Bono est récompensé pour vingt ans d’activisme humanitaire, une consécration personnelle sonnant comme la reconnaissance un peu tardive du charity rock.

Posant entre les époux Bill et Melinda Gates, Bono est reconnu Personnalité de l’année par le Time (photo). C’est que, non content d’être le chanteur superstar de U2, l’un des groupes les plus populaires du monde, l’infatigable Bono se veut aussi roi de l’engagement humanitaire. Avocat de toutes les causes, il participe à Artists Against Apartheid, à la Conspiracy of Hope d’Amnesty, apporte son soutien à Oxfam ou aux enfants de Tchernobyl et trouve encore le temps de créer des fondations comme ONE, DATA ou (RED), qui militent pêle-mêle pour l’annulation de la dette du Tiers-Monde, la création de vêtements éthiques ou la prévention du sida. Et si les mauvaises langues prétendent qu’il aurait mieux fait de bosser sur les derniers albums de U2 au lieu de courir après le Nobel de la paix – pour lequel il a déjà été nominé trois fois -, la consécration de Bono sonne autant comme la reconnaissance d’un engagement personnel que comme celle de vingt ans de charity rock, au succès duquel le groupe irlandais a largement contribué. Ils furent parmi les premiers à répondre à l’appel de Bob Geldof qui, avec son supergroupe, le Band Aid, fit des années 80 l’ère des rockeurs au grand coeur prompts à se mobiliser. Double concert historique, son Live Aid électrisa 1,5 milliard de spectateurs. Inspirés par Geldof, Lionel Richie et Michael Jackson réunissent une dream team pour enregistrer en un temps record We Are the World au profit de l’Afrique. Et plus tard, l’industrie américaine fera du concert philanthropique une spécialité, organisant, depuis, son défilé de stars devant la bannière étoilée à chaque catastrophe nationale, comme après les attentats du 11 septembre 2001 ou le passage des ouragans Katrina et Sandy. Plus proche de chez nous, on se souvient des artistes français, mobilisés par Aznavour en faveur de son Arménie natale ou du SOS Ethiopie lancé par Renaud et ses Chanteurs Sans Frontières.

Les années passant, le charity rock a mué en charity business, et s’il y a encore des mégaconcerts au line-up inédit, l’exercice se résume désormais systématiquement à un show exceptionnel au service d’une gigantesque récolte de fonds, dont l’efficacité ou les partis pris artistiques sont souvent discutés.
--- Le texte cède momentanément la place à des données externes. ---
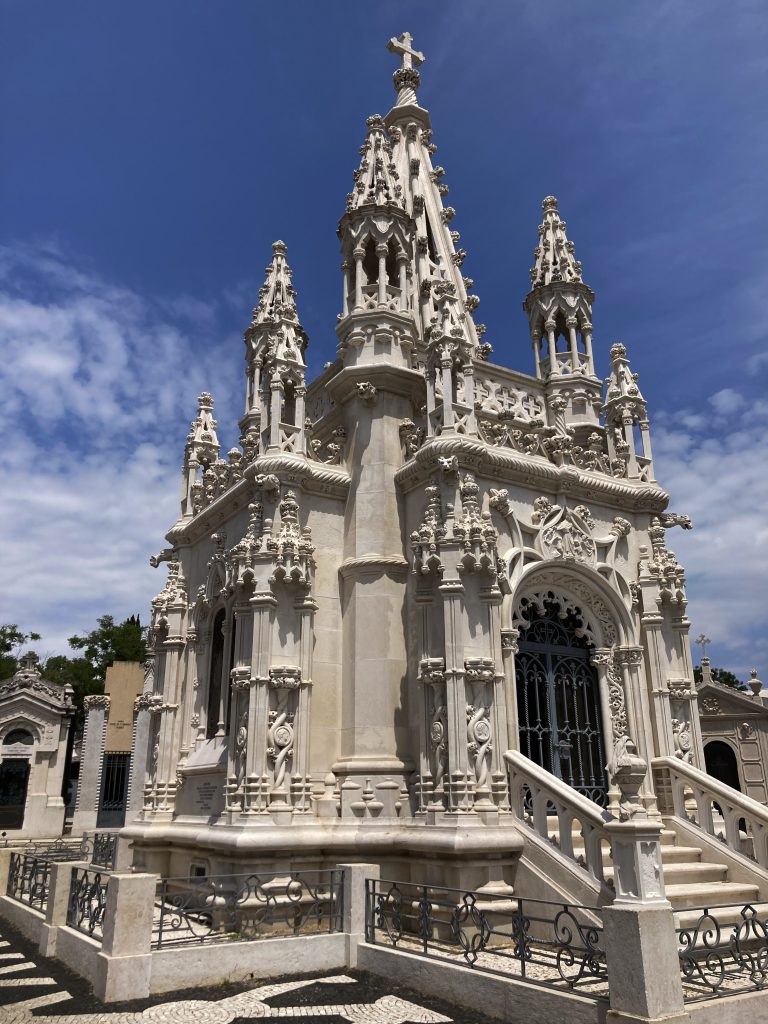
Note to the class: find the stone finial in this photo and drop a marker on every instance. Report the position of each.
(755, 684)
(376, 180)
(30, 663)
(627, 770)
(554, 258)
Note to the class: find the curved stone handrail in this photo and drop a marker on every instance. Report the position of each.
(551, 796)
(672, 777)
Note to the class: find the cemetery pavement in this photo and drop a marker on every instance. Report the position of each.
(37, 990)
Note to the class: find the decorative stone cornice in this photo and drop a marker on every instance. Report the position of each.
(312, 477)
(96, 700)
(285, 677)
(394, 565)
(510, 467)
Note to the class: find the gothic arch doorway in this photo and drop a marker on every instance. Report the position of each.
(721, 763)
(558, 699)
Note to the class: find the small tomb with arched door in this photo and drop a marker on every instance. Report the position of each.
(734, 731)
(35, 721)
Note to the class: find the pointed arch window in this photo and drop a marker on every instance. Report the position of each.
(558, 700)
(215, 674)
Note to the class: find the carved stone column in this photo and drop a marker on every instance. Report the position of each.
(433, 755)
(629, 668)
(262, 604)
(301, 782)
(458, 782)
(510, 647)
(612, 709)
(239, 713)
(139, 755)
(285, 684)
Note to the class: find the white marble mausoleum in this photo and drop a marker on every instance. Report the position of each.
(426, 601)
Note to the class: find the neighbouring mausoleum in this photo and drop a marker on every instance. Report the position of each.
(35, 720)
(426, 601)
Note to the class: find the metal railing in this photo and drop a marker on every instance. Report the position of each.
(553, 944)
(87, 902)
(237, 907)
(724, 951)
(29, 880)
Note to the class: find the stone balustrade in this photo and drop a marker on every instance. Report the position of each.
(716, 808)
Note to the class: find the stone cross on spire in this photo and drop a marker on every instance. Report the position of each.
(704, 642)
(403, 47)
(407, 78)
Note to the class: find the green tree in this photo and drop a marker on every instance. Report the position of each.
(80, 674)
(722, 676)
(110, 642)
(11, 640)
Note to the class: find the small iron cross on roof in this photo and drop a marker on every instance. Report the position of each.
(704, 642)
(411, 57)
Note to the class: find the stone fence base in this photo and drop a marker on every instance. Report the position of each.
(121, 964)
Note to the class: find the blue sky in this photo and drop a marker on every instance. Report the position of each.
(152, 153)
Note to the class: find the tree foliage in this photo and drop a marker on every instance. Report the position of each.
(110, 642)
(722, 676)
(11, 640)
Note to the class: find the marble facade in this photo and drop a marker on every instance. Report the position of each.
(35, 720)
(365, 597)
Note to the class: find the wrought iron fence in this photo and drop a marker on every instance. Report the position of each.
(85, 909)
(724, 951)
(553, 944)
(229, 907)
(29, 880)
(104, 848)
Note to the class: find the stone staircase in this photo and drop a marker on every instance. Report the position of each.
(714, 843)
(690, 880)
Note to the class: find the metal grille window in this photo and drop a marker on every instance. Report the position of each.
(558, 704)
(114, 790)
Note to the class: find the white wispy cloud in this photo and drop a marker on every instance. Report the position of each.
(98, 385)
(713, 462)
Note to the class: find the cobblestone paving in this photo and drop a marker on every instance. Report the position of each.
(36, 990)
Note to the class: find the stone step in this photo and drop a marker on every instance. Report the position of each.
(681, 855)
(684, 895)
(688, 873)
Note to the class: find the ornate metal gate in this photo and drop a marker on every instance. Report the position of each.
(558, 705)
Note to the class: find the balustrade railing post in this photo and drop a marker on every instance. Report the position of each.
(125, 961)
(58, 901)
(640, 941)
(354, 905)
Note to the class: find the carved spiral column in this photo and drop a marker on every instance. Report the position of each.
(479, 676)
(612, 710)
(652, 623)
(510, 647)
(262, 605)
(629, 663)
(301, 782)
(458, 783)
(433, 755)
(239, 714)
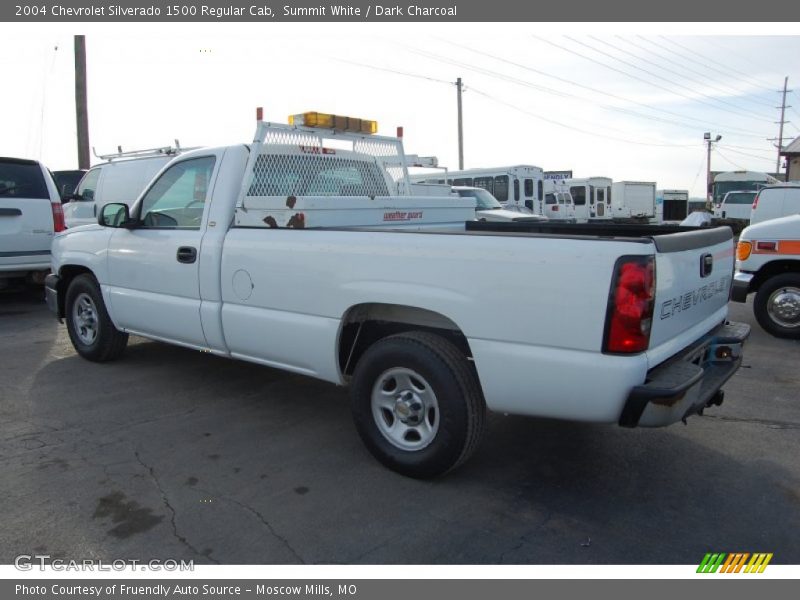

Loin de la spontanéité des débuts, ces grands-messes surmédiatisées, dopées par les bons sentiments, ont pris l’option de privilégier l’émotion et d’édulcorer les messages politiques, souvent au détriment des causes défendues. Il reste heureusement l’une ou l’autre bonne surprise pour s’en consoler, par exemple de voir McCartney s’éclater avec les membres de Nirvana à New York en décembre dernier, pour aider les victimes de Sandy.